30. Thus, I hold that a co-owner is the owner of every inch of the property until the property is partitioned by metes and bounds. As such, it cannot be said that the pre-emptor is not a raiyat possessing land adjoining the plot of land being "Kha" schedule property. Relying upon the said decision of this Court in the case of Bula Kundu (supra), I hold the pre-emptor being a co-owner of the adjoining plot can maintain the application for pre-emption on the ground of vicinage.

31. With regard to the last contention of Mr. Basu, I hold that if from the materials on record, the claim of the parties can be considered in the context of the amended provision of the West Bengal Land Reforms Act relating to the laws of pre-emption no further amendment of pleadings and/or remand the proceeding for fresh trial before the Trial Court, is necessary for disposal of the pre-emption proceeding.
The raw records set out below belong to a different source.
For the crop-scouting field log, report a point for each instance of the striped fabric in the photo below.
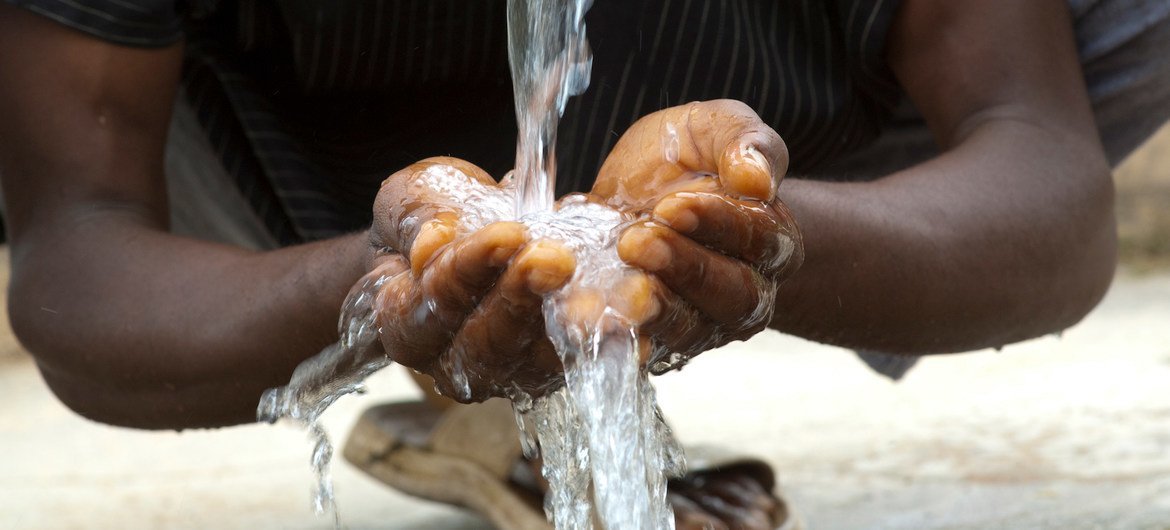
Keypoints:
(312, 103)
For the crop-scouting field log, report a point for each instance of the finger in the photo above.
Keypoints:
(676, 328)
(752, 231)
(590, 312)
(397, 298)
(502, 338)
(460, 276)
(417, 211)
(750, 157)
(727, 290)
(419, 317)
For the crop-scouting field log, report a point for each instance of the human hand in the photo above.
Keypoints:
(714, 238)
(462, 296)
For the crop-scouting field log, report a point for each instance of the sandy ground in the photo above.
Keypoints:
(1057, 433)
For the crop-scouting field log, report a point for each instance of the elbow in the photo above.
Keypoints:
(1082, 262)
(71, 367)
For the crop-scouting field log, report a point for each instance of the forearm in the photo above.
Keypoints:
(132, 325)
(1010, 235)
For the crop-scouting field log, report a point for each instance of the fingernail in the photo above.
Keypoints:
(749, 173)
(641, 247)
(675, 213)
(431, 236)
(549, 267)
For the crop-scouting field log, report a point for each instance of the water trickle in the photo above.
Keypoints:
(606, 451)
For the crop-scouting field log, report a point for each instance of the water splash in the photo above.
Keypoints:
(550, 62)
(601, 436)
(605, 447)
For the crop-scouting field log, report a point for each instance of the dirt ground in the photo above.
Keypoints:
(1057, 433)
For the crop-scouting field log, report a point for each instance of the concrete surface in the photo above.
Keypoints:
(1057, 433)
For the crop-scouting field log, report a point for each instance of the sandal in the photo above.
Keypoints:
(467, 455)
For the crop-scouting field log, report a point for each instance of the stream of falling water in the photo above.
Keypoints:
(606, 451)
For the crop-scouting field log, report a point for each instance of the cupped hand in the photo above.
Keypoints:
(713, 236)
(463, 291)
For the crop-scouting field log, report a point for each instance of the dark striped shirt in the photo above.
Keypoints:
(311, 103)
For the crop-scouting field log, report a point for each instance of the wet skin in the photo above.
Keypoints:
(1007, 234)
(711, 243)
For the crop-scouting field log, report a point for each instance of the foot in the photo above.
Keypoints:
(733, 498)
(727, 500)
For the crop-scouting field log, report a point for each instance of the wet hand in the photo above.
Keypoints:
(713, 235)
(462, 304)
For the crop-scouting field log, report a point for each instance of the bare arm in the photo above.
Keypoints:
(129, 324)
(1006, 235)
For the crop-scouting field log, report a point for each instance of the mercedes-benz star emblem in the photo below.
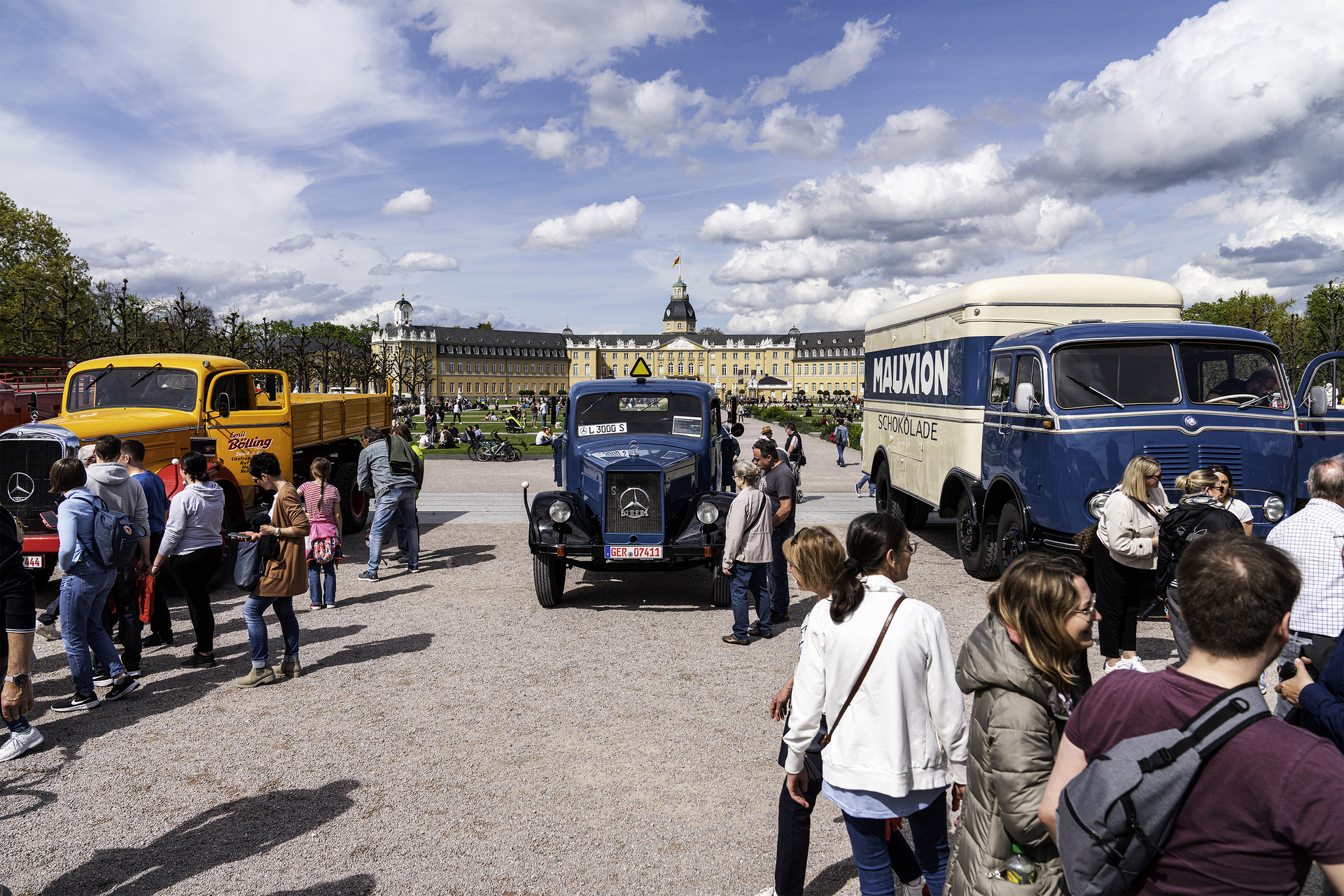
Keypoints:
(20, 488)
(635, 503)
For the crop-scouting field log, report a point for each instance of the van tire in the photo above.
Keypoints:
(549, 580)
(1011, 540)
(354, 504)
(979, 554)
(720, 590)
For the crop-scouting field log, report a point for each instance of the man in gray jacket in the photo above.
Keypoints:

32. Here in the instant case, I have already indicated above that the claim of the respective parties can be considered on the materials on record in the context of the amended provision of the laws of pre-emption and as such, the application for pre-emption need not be remanded back, as suggested by Mr. Basu.

33. Accordingly, I hold that these revisional applications do not deserve any merit for consideration.

34. These applications, thus, stand rejected.

35. Urgent xerox certified copy of this judgment, if applied for, be given to the parties, as expeditiously as possible, upon compliance with the necessary formalities in this regard.

Later

36. A prayer for stay of operation of this judgment and order has been made by the learned Advocate appearing for the petitioner.

37. Having considered such prayer, this Court finds that such prayer does not avarrant any merit. Accordingly, such prayer for stay stands rejected.